MOLECULAR CONTROL OF LEPTIN SECRETION FROM WHITE ADIPOCYTES

Abstract

Leptin plays a critical role in energy homeostasis by increasing energy expenditure and reducing food intake. Little is known about how leptin secretion is regulated, which is important, as dysregulation of leptin secretion leads to the disturbance of the homeostasis in different systems. In the present study, the leptin secretory pathway and the potential role of calcium, a common trigger for regulated secretion, in leptin secretion was investigated. Leptin was found to be stored in membrane-bound vesicles localizing predominantly in the endoplasmic reticulum (ER) and the plasma membrane (PM) of both primary and 3T3-L1 adipocytes. Insulin increased leptin secretion as fast as 15 minutes without affecting the leptin mRNA level within 2 hours (h).
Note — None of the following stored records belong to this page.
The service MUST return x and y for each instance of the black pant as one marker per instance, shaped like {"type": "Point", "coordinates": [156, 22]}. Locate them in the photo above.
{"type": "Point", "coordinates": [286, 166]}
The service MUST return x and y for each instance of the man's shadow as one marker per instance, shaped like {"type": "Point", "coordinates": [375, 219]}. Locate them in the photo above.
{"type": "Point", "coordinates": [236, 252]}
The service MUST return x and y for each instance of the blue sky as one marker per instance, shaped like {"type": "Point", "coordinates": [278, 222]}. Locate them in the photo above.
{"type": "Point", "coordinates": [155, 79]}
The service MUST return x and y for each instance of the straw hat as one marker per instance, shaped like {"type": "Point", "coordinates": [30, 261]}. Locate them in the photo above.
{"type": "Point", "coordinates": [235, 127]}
Both extra- and intracellular calcium was found to be required for basal and insulin-stimulated leptin secretion, but calcium influx alone is not sufficient for leptin secretion. Protein synthesis inhibitor cycloheximide (CHX) and ER-Golgi trafficking blocker Brefeldin A (BFA) treatment inhibited both basal and insulin-stimulated leptin secretion, suggesting that leptin-containing vesicles go through the classic ER-Golgi route and insulin stimulates leptin secretion by up regulating the constitutive leptin secretion. To further explore the potential role of calcium, the signaling pathways involved in insulin-stimulated leptin secretion were investigated. The phosphoinositide 3-kinase (PI3K)-Akt but not MAPK pathway was demonstrated to be involved in insulin-stimulated leptin secretion in vitro and in vivo. Akt phosphorylation was significantly attenuated when extra- and intracellular calcium was removed, suggesting that calcium is required for insulin-stimulated Akt activation.